Lá longe a gente escutava o grito dos pássaros, que ficavam tentando pegar algum peixe, ou alguma planta boiando na água, em bandos, o que é extranho, porque aumentava a concorrência. Se eles procurassem sua comida sozinhos, seria muito mais fácil sobreviverem, já que não teriam que disputar com os de sua própria espécie. Eu gostava do canto dos pássaros. Sentia que seus gritos me protegiam dos habitantes da pequena aldeia de pescadores. Na aldeia, eles queriam me queimar, e o pior de tudo era que nunca me explicaram a razão para isso. Não adiantava eu tentar argumentar que não tinha culpa, que não sabia de que crime estava sendo acusada, nem tampouco pedir perdão, já que não sabia, como já disse, qual era a razão. Então me lembrei da minha infância, pouco tempo atrás, quando, antes de vir morar nessa aldeia tediosa e xenófoba, eu vivia na universidade, num quartinho alugado, onde estudava música, se bem que hoje eu achava o canto dos pássaros e o ritmo das ondas batendo no mar muito mais bonitos e harmoniosos do que qualquer sinfonia ou adágio tocado pelos professores e alunos empolados da universidade, tão cheios de si e da teoria musical que esqueciam do verdadeiro espírito que as melodias deveriam trazer. A música me protegia dos moradores da aldeia, e por isso eu ficava ali naquela praia de areias brancas. A tartaruga já tinha ido embora.

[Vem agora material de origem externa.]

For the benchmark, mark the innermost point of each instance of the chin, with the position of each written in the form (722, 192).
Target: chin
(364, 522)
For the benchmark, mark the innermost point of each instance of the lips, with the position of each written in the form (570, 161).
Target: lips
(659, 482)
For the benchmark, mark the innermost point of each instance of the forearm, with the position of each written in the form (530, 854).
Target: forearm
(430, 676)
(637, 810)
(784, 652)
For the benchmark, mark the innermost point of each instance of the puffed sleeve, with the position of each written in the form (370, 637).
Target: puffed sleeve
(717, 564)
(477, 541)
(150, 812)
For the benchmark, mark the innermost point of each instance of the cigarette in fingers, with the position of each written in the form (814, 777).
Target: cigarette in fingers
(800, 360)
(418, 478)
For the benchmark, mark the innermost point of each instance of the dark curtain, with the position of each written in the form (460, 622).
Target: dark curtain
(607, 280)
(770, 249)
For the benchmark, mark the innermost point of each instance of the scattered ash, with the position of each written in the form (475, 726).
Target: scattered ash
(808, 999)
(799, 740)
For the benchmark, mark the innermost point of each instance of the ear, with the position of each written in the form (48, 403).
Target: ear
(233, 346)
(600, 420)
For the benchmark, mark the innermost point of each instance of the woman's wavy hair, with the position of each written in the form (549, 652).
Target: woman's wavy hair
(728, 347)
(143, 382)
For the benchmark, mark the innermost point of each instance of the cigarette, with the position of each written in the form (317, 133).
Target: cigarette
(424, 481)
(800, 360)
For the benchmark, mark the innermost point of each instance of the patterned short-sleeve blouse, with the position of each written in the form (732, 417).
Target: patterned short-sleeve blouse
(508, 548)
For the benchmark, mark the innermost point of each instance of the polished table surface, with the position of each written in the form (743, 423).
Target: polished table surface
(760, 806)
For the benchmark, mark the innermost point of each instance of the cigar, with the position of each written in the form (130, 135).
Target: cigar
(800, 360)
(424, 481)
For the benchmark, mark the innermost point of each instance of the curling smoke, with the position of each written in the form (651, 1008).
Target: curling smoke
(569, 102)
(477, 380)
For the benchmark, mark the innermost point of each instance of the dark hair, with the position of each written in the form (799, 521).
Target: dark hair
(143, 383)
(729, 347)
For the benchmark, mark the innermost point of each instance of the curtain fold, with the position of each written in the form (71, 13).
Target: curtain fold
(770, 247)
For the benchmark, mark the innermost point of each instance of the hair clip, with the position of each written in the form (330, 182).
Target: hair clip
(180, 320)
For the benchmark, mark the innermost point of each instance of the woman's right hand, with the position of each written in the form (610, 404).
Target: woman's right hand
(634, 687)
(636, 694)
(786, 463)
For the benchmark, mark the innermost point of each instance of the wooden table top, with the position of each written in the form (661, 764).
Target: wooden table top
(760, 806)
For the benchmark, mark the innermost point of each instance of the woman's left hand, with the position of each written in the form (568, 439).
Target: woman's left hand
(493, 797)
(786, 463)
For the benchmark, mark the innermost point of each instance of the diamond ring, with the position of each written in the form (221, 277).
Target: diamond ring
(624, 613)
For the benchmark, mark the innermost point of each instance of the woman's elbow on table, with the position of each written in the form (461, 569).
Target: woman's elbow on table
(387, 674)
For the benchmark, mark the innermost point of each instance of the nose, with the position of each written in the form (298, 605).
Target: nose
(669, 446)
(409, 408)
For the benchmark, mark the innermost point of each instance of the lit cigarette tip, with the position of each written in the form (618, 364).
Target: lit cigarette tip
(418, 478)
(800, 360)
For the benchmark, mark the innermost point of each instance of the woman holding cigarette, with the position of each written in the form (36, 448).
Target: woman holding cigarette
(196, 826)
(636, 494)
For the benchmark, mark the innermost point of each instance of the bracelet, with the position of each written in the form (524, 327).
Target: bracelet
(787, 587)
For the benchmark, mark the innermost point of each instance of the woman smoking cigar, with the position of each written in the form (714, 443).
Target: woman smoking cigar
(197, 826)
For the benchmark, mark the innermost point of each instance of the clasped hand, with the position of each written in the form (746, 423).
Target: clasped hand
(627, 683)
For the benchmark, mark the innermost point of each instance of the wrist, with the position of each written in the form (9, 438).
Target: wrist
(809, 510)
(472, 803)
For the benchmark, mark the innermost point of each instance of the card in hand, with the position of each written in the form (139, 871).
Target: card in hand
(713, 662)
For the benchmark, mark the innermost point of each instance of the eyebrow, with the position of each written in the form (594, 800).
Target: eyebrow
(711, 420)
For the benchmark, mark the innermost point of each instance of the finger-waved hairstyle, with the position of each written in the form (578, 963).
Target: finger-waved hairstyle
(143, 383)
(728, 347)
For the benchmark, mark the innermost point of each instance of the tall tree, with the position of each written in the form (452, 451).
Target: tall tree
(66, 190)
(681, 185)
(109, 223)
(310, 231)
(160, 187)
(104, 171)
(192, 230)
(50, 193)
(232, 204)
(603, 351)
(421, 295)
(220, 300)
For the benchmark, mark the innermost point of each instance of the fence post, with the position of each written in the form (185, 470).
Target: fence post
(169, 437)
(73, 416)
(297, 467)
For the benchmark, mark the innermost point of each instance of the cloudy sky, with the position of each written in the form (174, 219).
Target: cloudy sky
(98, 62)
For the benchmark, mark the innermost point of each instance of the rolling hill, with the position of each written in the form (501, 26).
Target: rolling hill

1 Então eu vi um grupo de pessoas caminhando pela praia, um bando de jovens, alegres, celebrando o fato de estarem juntos e vivos num entardecer numa praia maravilhosa, não parecendo me ver, sorrindo, brincando uns com os outros, de ambos os sexos. Pensei se haveria a possibilidade de estar junto com eles, mas pensei que eles poderiam ser da aldeia, ou então haverem passado pela aldeia e ouvido avisos sobre mim, mesmo eu não sabendo qual era a acusação que me pesava, mesmo assim me precavia.
O grupo de jovens passou andando, olharam para mim e riram, eu me senti muito envergonhada, como se estivesse nua, e quando olhei para mim mesmo notei que realmente estava, e não havia reparado, o que é muito extranho, uma pessoa estar em algum lugar distante e não notar que não está vestida, não sentir o vento nem o calor do bonito sol do final da tarde, naquela praia de areias brancas. Mas eles continuavam a olhar para mim, eu me envergonhava cada vez mais, tentei me esconder atrás de um arbusto, mas eles riam e riam, e a cada vez riam mais alto, e eu ficando cada vez mais encabulada, e tentei correr, e eles correram atrás de mim, e eu fui correndo pela praia com o grupo de jovens, garotos e garotas, correndo atrás de mim e dizendo nomes estranhos, sem entender, foi quando as lágrimas começaram a escorrer, e eu não conseguia enchergar direito, a areia da praia caía nos meus olhos e se misturava às lágrimas, formando um caldo, e então, quase cega, vendo apenas o branco da areia, eu me joguei na água, para me cobrir e limpar os olhos.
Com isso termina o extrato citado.